- As payments innovations like buy now-pay later gain popularity, the share of monthly spending made with a primary credit card has dropped “significantly,” according to a new survey of U.S. credit cardholders from consumer research firm J.D. Power. The research firm defines a primary card as the credit card a consumer uses most often.
- Credit cardholders are now putting about 42% of their monthly spending on primary credit cards – down from 47% in 2021 and 2020, and from 50% in 2019, J.D. Power said in an Aug. 18 news release. Meanwhile, over the past five years, average monthly spending with cash grew 49% and debit card spending jumped 80%.
- Average spending with secondary credit cards has grown 35% since 2018, said John Cabell, director of banking and payments intelligence for J.D. Power. That suggests some consumers are spreading purchases across more credit cards than they have in the past, he said in an interview. Survey respondents were asked to report an estimate of the dollars they spend per month using various payment methods, and J.D. Power reports the average of all cardholder respondents, Cabell said.
Despite those shifts, customer satisfaction with credit cards rose five points to 810 (on a 1,000 point scale) over the past year, largely due to benefits and other services for cardholders as well as credit card terms, according to J.D. Power. Perceived levels of trust in card issuers also have increased six points, to 828, over last year. That’s likely a welcome shift to card issuers, after recent years’ decline in satisfaction.
The J.D. Power U.S. Credit Card Satisfaction Study gathered input from 27,819 credit card customers between August 2021 and June 2022.
Still, it’s noteworthy that a rise in satisfaction hasn’t been tied to a spending share increase, Cabell said. “Despite (card) issuers really working to win the hearts and minds of cardholders, there is still a lot of traction that other payment methods have,” he said.
BNPL, the trendy installment payments option, is among the new alternatives. In countries like Australia, BNPL “really took a bite out of the credit card share with younger consumers,” Cabell said. That could happen in the U.S. market, depending on how responsive card issuers are with their rewards programs and flexible payment plans. “If they end up being highly competitive on those fronts, it could certainly minimize the impact” of BNPL, he said.
Survey respondents told J.D. Power that reasonable fees and competitive interest rates were the main drivers for considering using BNPL. “The dynamic is difficult right now for credit cards compared with other types of payment methods,” Cabell said.
Although there’s been a recent spike in spending with credit cards due to travel and services-related purchases, the fact that the share of spending with primary and secondary cards isn’t much higher than it was five years ago indicates there’s “a little bit of reservation on the part of cardholders,” he said.
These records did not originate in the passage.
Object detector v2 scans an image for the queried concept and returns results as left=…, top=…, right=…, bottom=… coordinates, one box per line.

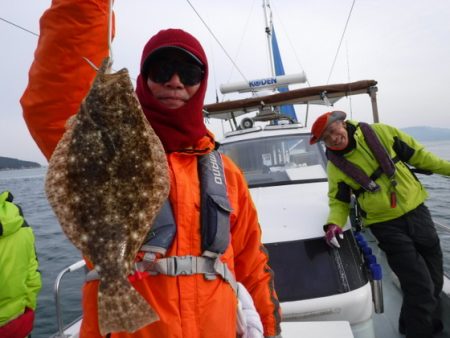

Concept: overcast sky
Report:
left=1, top=0, right=450, bottom=165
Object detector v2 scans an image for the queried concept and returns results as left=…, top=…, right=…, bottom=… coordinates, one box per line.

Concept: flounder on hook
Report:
left=45, top=57, right=169, bottom=335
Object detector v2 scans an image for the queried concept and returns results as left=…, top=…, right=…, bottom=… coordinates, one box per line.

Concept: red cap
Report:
left=309, top=110, right=347, bottom=144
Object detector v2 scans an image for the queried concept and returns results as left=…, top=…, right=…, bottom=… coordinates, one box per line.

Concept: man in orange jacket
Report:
left=21, top=1, right=281, bottom=337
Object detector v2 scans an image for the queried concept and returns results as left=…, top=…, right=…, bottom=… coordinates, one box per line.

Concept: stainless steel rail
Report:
left=53, top=259, right=86, bottom=338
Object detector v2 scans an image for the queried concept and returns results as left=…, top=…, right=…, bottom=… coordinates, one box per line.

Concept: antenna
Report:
left=220, top=73, right=307, bottom=94
left=262, top=0, right=275, bottom=77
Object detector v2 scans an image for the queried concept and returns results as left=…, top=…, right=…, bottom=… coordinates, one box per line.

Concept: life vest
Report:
left=326, top=122, right=399, bottom=207
left=86, top=150, right=237, bottom=292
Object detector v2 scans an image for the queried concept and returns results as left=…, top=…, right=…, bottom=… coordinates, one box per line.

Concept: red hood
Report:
left=136, top=29, right=209, bottom=152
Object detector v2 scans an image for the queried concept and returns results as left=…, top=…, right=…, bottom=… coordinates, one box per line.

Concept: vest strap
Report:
left=327, top=150, right=380, bottom=192
left=359, top=122, right=396, bottom=178
left=141, top=200, right=176, bottom=256
left=85, top=255, right=238, bottom=294
left=140, top=150, right=232, bottom=256
left=199, top=151, right=232, bottom=254
left=353, top=156, right=400, bottom=197
left=327, top=123, right=398, bottom=194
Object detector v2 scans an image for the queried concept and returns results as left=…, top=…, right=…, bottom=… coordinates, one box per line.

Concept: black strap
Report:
left=327, top=150, right=380, bottom=193
left=369, top=156, right=400, bottom=182
left=410, top=168, right=433, bottom=175
left=354, top=157, right=400, bottom=197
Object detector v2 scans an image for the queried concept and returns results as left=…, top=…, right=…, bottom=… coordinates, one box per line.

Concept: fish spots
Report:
left=131, top=232, right=139, bottom=240
left=45, top=57, right=168, bottom=335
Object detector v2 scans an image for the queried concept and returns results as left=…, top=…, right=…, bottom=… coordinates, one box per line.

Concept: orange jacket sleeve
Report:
left=224, top=155, right=282, bottom=337
left=20, top=0, right=114, bottom=161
Cabell chalked that up to current economic uncertainty, which has tempered spending growth and usage of credit cards generally. About 57% of credit card customers are now considered financially unhealthy – four percentage points more than last year, J.D. Power said. The share of credit card customers carrying revolving debt also edged up, from 43% in 2021 to 49% this year.
With the portion of financially challenged cardholders expected to grow in the near future, options like BNPL might grow more appealing to consumers, since that consumer group is “much more sensitive and less satisfied” with credit card terms, Cabell noted.
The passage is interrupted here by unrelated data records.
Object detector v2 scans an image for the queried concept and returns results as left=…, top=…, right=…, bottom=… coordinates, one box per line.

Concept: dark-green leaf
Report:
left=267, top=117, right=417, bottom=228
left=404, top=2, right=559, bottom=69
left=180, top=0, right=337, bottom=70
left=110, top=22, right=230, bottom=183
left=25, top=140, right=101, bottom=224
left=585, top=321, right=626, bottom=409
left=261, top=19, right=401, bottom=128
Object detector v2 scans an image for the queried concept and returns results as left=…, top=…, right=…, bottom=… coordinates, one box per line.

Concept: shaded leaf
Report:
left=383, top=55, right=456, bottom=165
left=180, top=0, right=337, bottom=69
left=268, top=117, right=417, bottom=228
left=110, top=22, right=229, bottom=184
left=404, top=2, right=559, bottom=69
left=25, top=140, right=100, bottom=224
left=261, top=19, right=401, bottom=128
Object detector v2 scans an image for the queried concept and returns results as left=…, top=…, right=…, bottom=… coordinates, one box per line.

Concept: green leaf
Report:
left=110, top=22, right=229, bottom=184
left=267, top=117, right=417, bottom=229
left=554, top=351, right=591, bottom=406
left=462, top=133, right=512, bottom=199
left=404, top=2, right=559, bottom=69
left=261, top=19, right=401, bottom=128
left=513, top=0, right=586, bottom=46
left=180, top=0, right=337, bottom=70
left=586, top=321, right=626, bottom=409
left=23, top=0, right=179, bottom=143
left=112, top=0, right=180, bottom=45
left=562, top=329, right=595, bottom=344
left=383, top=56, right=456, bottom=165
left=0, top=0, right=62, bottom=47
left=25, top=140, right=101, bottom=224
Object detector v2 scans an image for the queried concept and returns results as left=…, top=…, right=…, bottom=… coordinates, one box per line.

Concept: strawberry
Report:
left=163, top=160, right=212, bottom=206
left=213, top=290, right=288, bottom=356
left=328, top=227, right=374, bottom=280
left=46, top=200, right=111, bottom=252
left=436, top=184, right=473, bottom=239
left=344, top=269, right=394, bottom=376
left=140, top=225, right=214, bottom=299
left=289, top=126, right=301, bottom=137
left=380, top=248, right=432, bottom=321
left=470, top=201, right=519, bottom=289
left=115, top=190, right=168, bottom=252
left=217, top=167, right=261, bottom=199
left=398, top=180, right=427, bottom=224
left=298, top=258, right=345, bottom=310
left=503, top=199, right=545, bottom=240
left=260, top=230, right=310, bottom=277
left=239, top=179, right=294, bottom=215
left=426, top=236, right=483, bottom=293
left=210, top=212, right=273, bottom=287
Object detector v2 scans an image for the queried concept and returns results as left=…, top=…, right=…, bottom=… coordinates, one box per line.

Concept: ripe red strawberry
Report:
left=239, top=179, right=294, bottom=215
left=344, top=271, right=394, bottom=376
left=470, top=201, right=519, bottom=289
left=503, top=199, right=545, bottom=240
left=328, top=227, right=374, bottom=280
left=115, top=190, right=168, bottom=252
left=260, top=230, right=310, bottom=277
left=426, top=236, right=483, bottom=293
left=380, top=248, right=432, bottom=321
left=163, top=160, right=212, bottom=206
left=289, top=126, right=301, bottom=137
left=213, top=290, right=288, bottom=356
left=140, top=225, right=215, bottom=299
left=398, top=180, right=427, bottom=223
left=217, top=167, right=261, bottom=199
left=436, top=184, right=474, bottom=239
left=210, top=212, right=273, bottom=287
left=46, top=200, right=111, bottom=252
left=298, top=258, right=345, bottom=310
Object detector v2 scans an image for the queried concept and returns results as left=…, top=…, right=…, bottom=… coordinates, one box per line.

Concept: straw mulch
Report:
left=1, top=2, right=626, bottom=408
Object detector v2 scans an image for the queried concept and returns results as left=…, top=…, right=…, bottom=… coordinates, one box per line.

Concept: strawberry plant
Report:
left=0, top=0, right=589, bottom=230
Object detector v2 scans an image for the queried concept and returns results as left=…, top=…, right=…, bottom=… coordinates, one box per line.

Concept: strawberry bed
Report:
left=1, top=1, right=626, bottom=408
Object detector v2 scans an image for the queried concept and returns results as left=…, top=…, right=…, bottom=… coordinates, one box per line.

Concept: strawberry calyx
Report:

Issuers also may have to work harder to ensure new customers are happy. “One of those surprising things that we saw is that new customers seem to be less satisfied than tenured customers with the card product,” he said. Customer satisfaction with credit card and banking apps has fallen, too, J.D. Power reported in June.
Among national issuers, card company American Express ranked highest in satisfaction, followed by its peer Discover Financial Services and Bank of America. The bank Goldman Sachs received the top spot among mid-size issuers, followed by rivals TD Bank in second and Fifth Third, PNC and Regions Bank tying for third.